例えば前出[7]NHK「告白」でも放映されましたが、産休からの復帰後の1998年末のNHK紅白歌合戦でのステージでの映像が強い印象で物語っています。ステージ登板前の不安と緊張で立ちすくむ安室ちゃんの姿と、観客の暖かい拍手の中で涙を見せる安室ちゃんの姿。前述の「2.「どうみんなにみられているのかな?」」でも触れましたが、芸能界に「戻ってきてもいいんだ」と伝えたのはファン(というより国民?)でした。もう一つ、安室ちゃんの次のコメントがあります。「自分が実際にすごく傷ついて、精神的に悲しかった時に、その時のツアーで初日ステージに立ったときに、ファンの皆さんの暖かさがブワッと一気に来る瞬間があって、私はSNSとか自分のことばを発信することがないので、何も言わない私に対して、」(前掲[7]NHK「告白」より)。時期としては「すごく傷ついて、精神的に悲しかった時」を母の不遇の死と解釈すれば、1999年(平成11年)8月の「Final Summer Dream Stage」のあたりでしょうか。結婚し出産した「アイドル」を、しかも産休復帰までも受け入れる時代となりました。ほんの10年前であれば暖かく迎えられることなど困難だったかも知れません。その時代の変化がなければ、その考えを受け入れてくれる世代の存在がなければ、自分は生き残れなかったかもしれないと安室ちゃんは切実に思っているのでしょう。

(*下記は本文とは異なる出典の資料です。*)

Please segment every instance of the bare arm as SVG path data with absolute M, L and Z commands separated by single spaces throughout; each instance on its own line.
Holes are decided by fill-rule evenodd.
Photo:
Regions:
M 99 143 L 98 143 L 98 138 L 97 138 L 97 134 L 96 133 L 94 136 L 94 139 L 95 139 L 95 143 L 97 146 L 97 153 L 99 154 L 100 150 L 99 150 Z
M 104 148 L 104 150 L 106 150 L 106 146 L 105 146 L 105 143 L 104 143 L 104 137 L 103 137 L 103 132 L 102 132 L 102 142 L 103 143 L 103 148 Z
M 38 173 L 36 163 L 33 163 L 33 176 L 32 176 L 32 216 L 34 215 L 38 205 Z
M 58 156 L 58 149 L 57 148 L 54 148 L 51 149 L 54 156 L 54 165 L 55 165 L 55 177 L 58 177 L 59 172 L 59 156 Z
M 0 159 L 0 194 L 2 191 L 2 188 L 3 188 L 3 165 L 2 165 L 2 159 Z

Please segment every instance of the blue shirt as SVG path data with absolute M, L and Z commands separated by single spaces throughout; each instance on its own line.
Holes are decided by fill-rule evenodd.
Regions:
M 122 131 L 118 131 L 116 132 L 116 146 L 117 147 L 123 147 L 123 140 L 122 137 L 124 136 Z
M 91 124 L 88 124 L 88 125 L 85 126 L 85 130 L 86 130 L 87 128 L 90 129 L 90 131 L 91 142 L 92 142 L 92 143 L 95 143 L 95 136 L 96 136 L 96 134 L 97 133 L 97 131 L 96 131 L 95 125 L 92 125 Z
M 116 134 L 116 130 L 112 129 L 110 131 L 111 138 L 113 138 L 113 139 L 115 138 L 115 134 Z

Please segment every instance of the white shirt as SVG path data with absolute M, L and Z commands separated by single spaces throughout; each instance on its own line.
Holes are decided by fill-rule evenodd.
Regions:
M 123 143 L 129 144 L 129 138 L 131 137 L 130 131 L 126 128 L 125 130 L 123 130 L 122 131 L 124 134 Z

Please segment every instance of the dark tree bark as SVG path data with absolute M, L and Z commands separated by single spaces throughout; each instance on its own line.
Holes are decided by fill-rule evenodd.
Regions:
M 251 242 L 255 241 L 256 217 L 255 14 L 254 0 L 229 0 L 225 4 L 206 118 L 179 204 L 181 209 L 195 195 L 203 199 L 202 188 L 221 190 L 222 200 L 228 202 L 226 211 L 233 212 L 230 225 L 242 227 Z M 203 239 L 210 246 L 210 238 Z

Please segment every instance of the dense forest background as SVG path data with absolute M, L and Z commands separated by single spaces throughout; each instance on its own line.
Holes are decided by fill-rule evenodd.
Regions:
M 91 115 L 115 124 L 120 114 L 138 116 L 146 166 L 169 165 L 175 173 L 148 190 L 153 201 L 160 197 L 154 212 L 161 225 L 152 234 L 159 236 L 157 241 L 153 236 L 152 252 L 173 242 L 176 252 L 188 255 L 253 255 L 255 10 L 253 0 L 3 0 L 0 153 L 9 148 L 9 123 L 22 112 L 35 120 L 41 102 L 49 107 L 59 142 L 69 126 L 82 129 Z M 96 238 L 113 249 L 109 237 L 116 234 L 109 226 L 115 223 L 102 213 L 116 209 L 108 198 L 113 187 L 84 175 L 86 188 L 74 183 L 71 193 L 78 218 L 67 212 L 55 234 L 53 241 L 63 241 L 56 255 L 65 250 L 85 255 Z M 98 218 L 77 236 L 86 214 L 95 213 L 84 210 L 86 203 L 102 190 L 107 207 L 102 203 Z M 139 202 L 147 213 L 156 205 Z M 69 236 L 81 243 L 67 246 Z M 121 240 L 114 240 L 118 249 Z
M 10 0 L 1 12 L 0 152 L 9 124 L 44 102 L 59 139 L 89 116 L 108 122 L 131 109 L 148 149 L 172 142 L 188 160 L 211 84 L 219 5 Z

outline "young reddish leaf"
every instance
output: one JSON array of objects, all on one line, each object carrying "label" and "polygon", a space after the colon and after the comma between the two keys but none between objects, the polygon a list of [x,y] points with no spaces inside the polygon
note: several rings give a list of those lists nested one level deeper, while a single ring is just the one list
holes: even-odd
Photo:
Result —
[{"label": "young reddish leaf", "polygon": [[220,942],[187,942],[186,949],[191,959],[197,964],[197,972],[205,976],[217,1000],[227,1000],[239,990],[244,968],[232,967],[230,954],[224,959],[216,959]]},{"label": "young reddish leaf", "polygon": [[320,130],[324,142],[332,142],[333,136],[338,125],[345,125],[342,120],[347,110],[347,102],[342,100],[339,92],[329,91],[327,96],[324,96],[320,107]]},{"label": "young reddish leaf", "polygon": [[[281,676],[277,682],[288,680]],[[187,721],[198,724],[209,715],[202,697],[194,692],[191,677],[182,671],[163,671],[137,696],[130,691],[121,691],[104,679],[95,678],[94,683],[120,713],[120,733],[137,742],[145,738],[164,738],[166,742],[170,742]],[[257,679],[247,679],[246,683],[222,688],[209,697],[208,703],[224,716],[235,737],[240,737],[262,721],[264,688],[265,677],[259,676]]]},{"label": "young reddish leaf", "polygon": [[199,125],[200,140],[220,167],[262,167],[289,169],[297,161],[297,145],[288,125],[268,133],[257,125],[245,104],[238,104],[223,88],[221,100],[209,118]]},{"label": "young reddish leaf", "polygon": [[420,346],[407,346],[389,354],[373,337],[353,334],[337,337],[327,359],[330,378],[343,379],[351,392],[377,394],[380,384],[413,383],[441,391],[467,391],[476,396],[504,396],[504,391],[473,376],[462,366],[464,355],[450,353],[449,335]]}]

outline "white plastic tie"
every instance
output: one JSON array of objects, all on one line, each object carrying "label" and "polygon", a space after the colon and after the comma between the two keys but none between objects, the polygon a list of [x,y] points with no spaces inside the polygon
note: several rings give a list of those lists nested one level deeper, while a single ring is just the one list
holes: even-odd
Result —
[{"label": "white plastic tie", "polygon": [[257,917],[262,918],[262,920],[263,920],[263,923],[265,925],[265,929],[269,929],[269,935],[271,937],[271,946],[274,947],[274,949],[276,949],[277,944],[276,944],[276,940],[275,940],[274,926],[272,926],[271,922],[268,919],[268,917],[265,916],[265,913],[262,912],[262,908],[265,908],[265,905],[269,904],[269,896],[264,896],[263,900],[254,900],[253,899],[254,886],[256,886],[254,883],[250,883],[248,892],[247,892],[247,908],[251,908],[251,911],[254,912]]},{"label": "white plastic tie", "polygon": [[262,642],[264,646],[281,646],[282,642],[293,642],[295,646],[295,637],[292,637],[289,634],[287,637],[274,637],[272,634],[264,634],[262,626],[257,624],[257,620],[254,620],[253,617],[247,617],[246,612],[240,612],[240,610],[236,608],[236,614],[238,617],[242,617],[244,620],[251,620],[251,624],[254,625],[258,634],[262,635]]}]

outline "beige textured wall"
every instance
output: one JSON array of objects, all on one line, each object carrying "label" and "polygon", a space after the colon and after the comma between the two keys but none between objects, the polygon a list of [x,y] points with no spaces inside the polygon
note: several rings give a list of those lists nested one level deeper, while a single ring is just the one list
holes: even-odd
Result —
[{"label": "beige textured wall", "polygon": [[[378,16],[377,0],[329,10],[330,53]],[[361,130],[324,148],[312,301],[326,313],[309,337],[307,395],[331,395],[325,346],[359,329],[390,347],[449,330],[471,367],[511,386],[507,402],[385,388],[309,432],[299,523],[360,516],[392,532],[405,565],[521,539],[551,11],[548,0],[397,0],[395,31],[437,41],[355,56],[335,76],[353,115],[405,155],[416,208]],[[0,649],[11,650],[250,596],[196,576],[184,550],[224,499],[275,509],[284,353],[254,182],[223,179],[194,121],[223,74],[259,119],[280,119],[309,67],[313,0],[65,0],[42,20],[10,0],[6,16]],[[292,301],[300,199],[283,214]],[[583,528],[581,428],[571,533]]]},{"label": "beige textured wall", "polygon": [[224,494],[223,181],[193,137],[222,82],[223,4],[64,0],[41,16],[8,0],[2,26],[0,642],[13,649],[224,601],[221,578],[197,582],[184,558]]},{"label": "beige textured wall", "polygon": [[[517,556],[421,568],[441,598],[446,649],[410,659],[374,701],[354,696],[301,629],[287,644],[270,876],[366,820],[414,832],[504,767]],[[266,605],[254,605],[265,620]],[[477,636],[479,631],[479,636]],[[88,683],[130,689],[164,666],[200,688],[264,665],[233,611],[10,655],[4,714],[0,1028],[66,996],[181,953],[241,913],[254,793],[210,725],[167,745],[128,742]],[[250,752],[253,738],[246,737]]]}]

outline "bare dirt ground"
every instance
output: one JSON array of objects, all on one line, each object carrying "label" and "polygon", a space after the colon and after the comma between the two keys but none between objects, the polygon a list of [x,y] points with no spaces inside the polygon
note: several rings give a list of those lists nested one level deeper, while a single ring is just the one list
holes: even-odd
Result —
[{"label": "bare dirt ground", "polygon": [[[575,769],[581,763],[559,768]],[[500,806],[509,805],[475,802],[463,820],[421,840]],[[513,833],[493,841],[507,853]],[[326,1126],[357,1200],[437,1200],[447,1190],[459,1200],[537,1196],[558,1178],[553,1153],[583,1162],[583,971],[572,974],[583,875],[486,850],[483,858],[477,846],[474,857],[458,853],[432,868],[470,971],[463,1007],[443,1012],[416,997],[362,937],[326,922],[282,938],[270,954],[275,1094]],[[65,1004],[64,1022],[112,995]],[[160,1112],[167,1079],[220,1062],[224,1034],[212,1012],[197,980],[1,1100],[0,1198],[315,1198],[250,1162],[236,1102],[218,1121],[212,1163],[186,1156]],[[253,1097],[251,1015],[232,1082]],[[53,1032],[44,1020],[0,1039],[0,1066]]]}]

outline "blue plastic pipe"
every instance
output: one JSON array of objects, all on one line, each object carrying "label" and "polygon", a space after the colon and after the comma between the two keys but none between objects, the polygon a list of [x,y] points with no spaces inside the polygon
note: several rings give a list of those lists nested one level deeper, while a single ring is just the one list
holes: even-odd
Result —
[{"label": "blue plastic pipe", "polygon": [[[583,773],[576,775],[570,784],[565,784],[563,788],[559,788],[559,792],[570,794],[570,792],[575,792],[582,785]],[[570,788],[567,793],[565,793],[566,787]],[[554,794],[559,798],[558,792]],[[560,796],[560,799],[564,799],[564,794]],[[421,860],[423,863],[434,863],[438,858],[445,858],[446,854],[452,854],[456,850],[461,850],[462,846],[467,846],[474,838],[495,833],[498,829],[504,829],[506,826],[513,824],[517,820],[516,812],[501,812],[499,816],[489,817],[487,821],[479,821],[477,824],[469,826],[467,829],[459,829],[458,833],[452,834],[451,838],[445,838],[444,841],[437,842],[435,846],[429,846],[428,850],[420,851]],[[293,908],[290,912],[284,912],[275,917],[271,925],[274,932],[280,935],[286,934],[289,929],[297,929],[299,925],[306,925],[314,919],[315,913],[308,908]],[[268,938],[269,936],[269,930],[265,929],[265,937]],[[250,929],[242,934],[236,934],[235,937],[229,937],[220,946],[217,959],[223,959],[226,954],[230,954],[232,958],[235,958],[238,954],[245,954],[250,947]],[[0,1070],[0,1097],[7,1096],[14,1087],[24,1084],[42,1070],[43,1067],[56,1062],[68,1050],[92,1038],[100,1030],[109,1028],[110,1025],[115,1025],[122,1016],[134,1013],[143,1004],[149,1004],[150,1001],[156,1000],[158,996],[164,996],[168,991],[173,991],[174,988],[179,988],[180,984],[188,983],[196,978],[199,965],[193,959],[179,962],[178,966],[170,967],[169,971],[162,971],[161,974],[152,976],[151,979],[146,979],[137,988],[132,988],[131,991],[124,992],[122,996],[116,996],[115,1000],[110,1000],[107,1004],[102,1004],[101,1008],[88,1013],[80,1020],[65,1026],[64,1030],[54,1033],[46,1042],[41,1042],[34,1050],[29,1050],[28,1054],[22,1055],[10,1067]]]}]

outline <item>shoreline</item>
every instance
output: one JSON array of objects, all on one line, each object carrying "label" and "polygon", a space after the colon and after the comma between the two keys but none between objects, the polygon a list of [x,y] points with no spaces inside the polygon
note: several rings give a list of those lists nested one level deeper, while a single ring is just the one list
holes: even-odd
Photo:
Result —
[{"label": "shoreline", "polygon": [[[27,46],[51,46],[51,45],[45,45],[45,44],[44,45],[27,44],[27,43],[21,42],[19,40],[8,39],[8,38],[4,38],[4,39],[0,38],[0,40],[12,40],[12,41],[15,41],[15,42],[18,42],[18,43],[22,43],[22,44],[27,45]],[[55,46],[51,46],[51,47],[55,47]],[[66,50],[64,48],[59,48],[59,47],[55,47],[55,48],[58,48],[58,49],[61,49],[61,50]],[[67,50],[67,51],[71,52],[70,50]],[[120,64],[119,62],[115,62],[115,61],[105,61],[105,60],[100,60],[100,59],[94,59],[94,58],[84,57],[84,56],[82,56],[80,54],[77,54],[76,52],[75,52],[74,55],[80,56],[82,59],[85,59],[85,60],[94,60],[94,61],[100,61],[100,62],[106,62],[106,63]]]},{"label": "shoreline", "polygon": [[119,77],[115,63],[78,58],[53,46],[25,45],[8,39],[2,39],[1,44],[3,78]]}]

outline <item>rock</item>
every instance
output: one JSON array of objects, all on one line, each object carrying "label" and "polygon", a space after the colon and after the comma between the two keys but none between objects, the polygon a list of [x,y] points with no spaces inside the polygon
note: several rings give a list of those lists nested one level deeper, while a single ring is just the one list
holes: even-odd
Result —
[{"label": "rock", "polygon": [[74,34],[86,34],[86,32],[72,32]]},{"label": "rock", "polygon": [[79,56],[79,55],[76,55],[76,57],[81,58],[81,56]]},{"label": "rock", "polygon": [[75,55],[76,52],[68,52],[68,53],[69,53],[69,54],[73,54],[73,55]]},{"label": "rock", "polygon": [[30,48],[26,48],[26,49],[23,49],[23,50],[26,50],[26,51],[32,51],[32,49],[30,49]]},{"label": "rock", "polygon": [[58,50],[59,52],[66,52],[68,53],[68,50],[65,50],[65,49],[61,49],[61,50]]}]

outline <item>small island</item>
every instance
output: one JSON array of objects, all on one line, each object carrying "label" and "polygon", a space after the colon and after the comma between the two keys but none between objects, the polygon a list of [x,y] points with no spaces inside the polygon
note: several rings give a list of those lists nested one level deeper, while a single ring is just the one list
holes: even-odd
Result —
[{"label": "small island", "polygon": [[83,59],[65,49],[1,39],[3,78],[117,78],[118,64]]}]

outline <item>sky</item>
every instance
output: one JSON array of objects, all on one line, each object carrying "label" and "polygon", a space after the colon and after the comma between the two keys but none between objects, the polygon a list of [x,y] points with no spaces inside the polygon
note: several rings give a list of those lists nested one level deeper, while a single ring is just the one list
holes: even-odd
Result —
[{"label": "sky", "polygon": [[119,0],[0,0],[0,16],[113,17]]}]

↑産休復帰直後の1998年末の紅白歌合戦にて、観客の暖かい拍手につつまれて涙を見せる安室ちゃん。(NHK総合 安室奈美恵「告白」 2017年11月23日放映画面より)

二つ目は、SUITE CHICプロジェクトへの参加を経て「新しい安室奈美恵」をスタートさせて以降、ファンが安室ちゃんの作品の完成度を高めてくれた。それでもって今の自分がある。輝いて生きてこれたという実感からではないでしょうか。

安室ちゃんのプロデュースの手法は小室哲哉さんのそれに似ている部分があるように思います。NHK平成史スクープドキュメントによれば、小室さんがモデルとした英国のチームは、開発したダンスリズムをディスコで観客の反応を見ながら反映・開発していったとあります。安室ちゃんはライブでのファンの反応で表現方法を工夫し、完成度を高めていきます。別コラムでも引用しましたが、次のコメントのとおりファンとの対話が大変重要であったことを安室ちゃんは言っています。「その反応を見た時、私は「私がやりたい音楽を貫くんじゃなくて、ファンの方が求めていることに応えたい」と思った。我を貫くこともできたかもしれないけど、みんなの期待に応えることが、その時の私の中でベストだと思ったんです。あの選択があったからこそ、今の安室奈美恵がある。」(前掲[14])そしてファンとの対話で感じた「強い安室奈美恵、かっこいい安室奈美恵」へ「音楽の力で(中略)自分を持って行く、というのをやっていくようになったら、スムーズに”好き”と”結果”のバランスがとれはじめたんです。」(前掲[15]

SUITE CHIC後にトライした「新しい安室奈美恵」。「新しい安室奈美恵」を「強い安室奈美恵」というイメージで表現すれば、”好き”と”結果”のバランスがスムースにとれることをファンの反応で気づかせてもらった。誰にも相談できなかった(答えが得られなかった)ことの答えをファンが教えてくれた。このことが無ければ、今の私は無い。真剣に反応してくれるファンがいたから、生きてこられた。コメントはそう物語っています。